Social media threat investigation lacks information to verify legitimacy


Jamie Marlowe

Classes were near deserted yesterday following a school shooting threat, and students received excused absences. Today, the building was full with news that the threat is likely a hoax.

Jamie Marlowe

The investigation into Wednesday night’s social media threats to “shoot up” Midtown is a suspected copycat crime. A suspect has been identified but will not be released to the public.

“An exhaustive investigation by Atlanta Public Schools Police, with the help of Atlanta Police and the Federal Bureau of Investigation, into the social media threats made against students at Midtown High School, has determined that there is no indication that a Midtown student is responsible or involved, and there is not enough information to verify if the threat is legitimate,” APS said in a statement. “Additionally, the investigation found there have been similar threats made toward schools throughout the country since January.”

Hoax threats are crimes.

Jenna Sellitto, Public Affairs Specialist with the FBI’s Atlanta Field Office, said all threats are taken seriously, and copycat cases take away time and resources from more serious, dangerous cases with real intent. The FBI tries to minimize publicity of these cases to aid in the prevention of copycat cases.

“We will prosecute people for hoax threats if we find them; this is not a victimless crime here: wasting time, resources, you’re putting a burden on the community and scaring them,” Sellitto said. “The penalty can be stiff, and it’s a federal crime, so that’s definitely a deterrent.”

Sophomore Anna Hutcherson was one of the 15 students called out by name in the threat. She said it felt surreal to see her name on the list, but she feels better knowing the case is likely a hoax.

“I kind of figured it was a hoax; I wasn’t sure, but I was hoping it was because, of course, I don’t want it to be real,” Hutcherson said. “I feel better, but it just makes me think about our safety here and how real threats really are to students across America. It’s making me [see] things in a new way because of how real [a threat like this] feels now.”

Though Hutcherson was rattled at first, she is now feeling safer. Her parents are struggling to shake anxiety-ridden feelings.

“My parents are very freaked out by it,” Hutcherson said. “ Last night, I was wanting to go out with my friends, but my mom was like, ‘I have to check with your dad’ because they don’t want me to go out because they were worried”

APS will remain cautious in the future to ensure students are, and feel, safe at school.

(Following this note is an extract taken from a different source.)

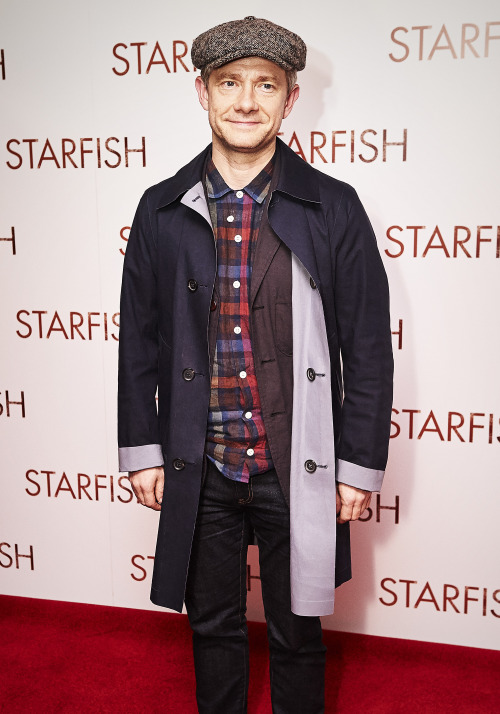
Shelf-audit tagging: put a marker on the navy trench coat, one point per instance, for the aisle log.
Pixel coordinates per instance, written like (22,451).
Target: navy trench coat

“APSPD will continue to monitor social media sites and take appropriate actions to find and prosecute anyone who threatens the safety of our schools, students, or employees,” APS said. “APSPD continues to stress that safety and security are everyone’s responsibility. Simply put, if you see something, report it.”

According to APS, the district is wrapping up this investigation with assistance from Atlanta Police and the FBI. The suspect’s potential motives for sending the threat have not been identified, and their punishment is to be determined.

“Our main message is that we want the public to report any suspicious activity, even if they think it’s a hoax or not credible. It may be, and even if we run it down, and it turns out to be not credible, we can still prosecute that person and stop things like this from happening in the future.”